Image and mobility are becoming increasingly important in digital marketing. Increasing digitalization creates more contact areas with the target group. So how do we create effective marketing that simultaneously strengthens the brand?
Marketing is becoming increasingly visual. And there is a straight line between the visual in the communication and the brand. What values do we signal? Do we meet the emotional needs of the target group? To succeed with the symbiosis between powerful marketing and a stronger brand, insight is required into what is communicated visually on each contact surface.
This is what marketing & content should look like
The most important thing is not to try to take shortcuts. Always start with the brand! What do you want customers to remember when they visit your website or see one of your ads? What is the essence of your business? When those questions are answered, you apply them to the visual material.
Finding your visual position requires fingertip feeling. Some questions to ask yourself when choosing images are: How should customers feel when they see the image? Would you recognize that the image belonged to the brand if the logo was not visible next to it? How do we want customers to react to the image?
Do not forget to have fun! Using visual communication to strengthen the brand can and should be a creative process. It strengthens one's own understanding of the brand. Do not be afraid to discuss image selection with colleagues. It is easy to become blind to the whole when you stare at pictures for a while. It is a good idea to help ensure that the standard is maintained. Then you avoid a slip in the message you want to convey.
3 Tips for More Effective Visual Marketing
1. Plan the pictures as carefully as the text!

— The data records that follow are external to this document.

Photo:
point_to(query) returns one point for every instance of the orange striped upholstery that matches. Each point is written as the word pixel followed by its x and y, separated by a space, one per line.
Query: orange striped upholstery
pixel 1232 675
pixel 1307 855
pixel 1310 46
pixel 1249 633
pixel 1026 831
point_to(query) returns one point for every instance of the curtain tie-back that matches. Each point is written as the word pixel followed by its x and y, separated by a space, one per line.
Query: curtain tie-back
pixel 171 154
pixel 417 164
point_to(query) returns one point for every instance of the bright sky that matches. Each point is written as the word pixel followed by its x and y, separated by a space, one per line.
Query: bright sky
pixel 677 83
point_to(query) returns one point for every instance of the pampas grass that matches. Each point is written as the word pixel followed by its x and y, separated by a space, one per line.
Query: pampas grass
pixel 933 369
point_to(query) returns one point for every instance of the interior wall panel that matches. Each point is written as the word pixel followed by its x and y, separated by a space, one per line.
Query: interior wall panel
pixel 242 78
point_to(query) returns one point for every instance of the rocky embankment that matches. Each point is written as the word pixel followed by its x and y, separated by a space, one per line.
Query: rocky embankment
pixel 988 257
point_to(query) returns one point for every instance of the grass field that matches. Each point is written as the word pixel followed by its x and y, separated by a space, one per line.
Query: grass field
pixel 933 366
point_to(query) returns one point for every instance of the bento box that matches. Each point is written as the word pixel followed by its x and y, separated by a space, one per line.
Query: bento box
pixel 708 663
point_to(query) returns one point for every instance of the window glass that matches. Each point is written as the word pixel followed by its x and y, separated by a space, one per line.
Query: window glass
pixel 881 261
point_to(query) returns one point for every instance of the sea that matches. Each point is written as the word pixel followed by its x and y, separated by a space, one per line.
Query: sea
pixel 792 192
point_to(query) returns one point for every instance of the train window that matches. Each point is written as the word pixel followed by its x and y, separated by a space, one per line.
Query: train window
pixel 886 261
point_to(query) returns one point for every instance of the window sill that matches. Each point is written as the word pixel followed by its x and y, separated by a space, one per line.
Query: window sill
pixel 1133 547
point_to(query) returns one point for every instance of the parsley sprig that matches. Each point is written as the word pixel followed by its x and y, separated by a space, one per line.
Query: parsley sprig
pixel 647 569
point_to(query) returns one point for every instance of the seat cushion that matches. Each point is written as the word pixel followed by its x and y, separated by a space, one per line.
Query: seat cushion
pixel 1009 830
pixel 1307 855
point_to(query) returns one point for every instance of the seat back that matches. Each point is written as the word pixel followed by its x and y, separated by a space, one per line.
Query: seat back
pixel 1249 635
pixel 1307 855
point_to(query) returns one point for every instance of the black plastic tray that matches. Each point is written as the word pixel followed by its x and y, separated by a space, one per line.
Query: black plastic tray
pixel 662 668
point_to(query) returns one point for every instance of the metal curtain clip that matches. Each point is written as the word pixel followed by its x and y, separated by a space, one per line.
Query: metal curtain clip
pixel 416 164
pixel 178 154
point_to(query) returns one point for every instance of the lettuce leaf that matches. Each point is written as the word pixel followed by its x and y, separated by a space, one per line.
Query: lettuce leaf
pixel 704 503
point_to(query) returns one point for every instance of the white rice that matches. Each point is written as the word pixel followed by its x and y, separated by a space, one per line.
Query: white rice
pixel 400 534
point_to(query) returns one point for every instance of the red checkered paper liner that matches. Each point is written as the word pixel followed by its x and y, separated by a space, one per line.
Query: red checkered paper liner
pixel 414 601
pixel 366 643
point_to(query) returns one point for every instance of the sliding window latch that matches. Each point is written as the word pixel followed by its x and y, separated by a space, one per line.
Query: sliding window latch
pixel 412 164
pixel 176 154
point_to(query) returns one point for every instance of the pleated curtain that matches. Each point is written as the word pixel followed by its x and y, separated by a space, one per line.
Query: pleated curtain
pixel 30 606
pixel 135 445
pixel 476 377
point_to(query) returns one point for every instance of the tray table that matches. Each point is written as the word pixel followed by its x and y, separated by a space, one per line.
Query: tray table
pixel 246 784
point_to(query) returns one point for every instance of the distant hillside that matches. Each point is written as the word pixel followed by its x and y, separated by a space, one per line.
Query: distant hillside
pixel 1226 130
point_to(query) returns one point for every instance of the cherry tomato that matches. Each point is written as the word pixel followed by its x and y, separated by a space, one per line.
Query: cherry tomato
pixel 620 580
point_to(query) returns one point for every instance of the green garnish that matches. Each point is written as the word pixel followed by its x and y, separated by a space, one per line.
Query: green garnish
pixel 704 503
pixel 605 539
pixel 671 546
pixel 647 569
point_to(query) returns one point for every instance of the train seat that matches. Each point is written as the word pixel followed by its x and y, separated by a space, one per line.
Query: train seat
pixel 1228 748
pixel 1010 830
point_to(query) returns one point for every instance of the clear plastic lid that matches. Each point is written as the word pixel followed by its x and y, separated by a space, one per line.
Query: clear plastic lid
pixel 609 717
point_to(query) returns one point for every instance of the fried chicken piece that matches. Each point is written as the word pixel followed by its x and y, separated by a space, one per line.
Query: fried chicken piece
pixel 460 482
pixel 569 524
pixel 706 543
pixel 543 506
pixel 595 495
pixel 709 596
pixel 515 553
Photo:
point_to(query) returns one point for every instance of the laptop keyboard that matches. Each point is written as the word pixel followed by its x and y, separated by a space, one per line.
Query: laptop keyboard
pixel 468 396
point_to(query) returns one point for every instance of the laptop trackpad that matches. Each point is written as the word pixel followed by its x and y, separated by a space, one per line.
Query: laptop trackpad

We often plan textual content carefully, but forget about the images. It ends with you in a panic trying to find an image bank image that says something in the style of what you have in mind. When looking for pictures at the last minute, for example just before a blog post is to be published, it is not uncommon to choose the first best picture without thinking about the whole. Therefore, plan the pictures well in advance!
Blog posts for example: Make a detailed plan for the next three months and take a holistic view of the imagery of the posts. How should they harmonize with other visual material? How will customers recognize that the blog posts are from you if they scroll past them in the Facebook or LinkedIn feed?
Build an image bank with images that are in line with the brand. Then you have some pictures in stock if needed in addition to what was planned.
2. Image and text must complement and elevate each other
Images are powerful tools for quickly and efficiently conveying messages. Put the right picture in the right place. Look up and choose pictures that say something more than what is in the title. Images provide the opportunity to convey a more nuanced image in a fraction of a second. Use pictures to clarify something that is between the lines or summarize the text's message.
3. Visual communication is not just photography!
Complement photos with moving images, illustrations, and colors.
- Moving images are a way to engage customers. The brain is programmed to respond to moving things. In addition, it takes much less energy to watch a video than to read a text. Surely you also stop when there is a video in the Instagram feed?
- There is a reason why we use symbols in traffic. We quickly perceive what the symbols stand for. The brain constantly interprets images and simplifies visual impressions into icons. A symbol is an already simplified image, which makes the job a little easier for the brain. Use symbols to clarify the message.
- Choose colours with care. The colour scale in the images should harmonize with each other and with the brand. Retouching the images in the same way (by, for example, adding a warm colour tone) is a way to make them stick together. Another way is to simply select motifs in the same colour scale or to create illustrations that harmonize with the graphic profile.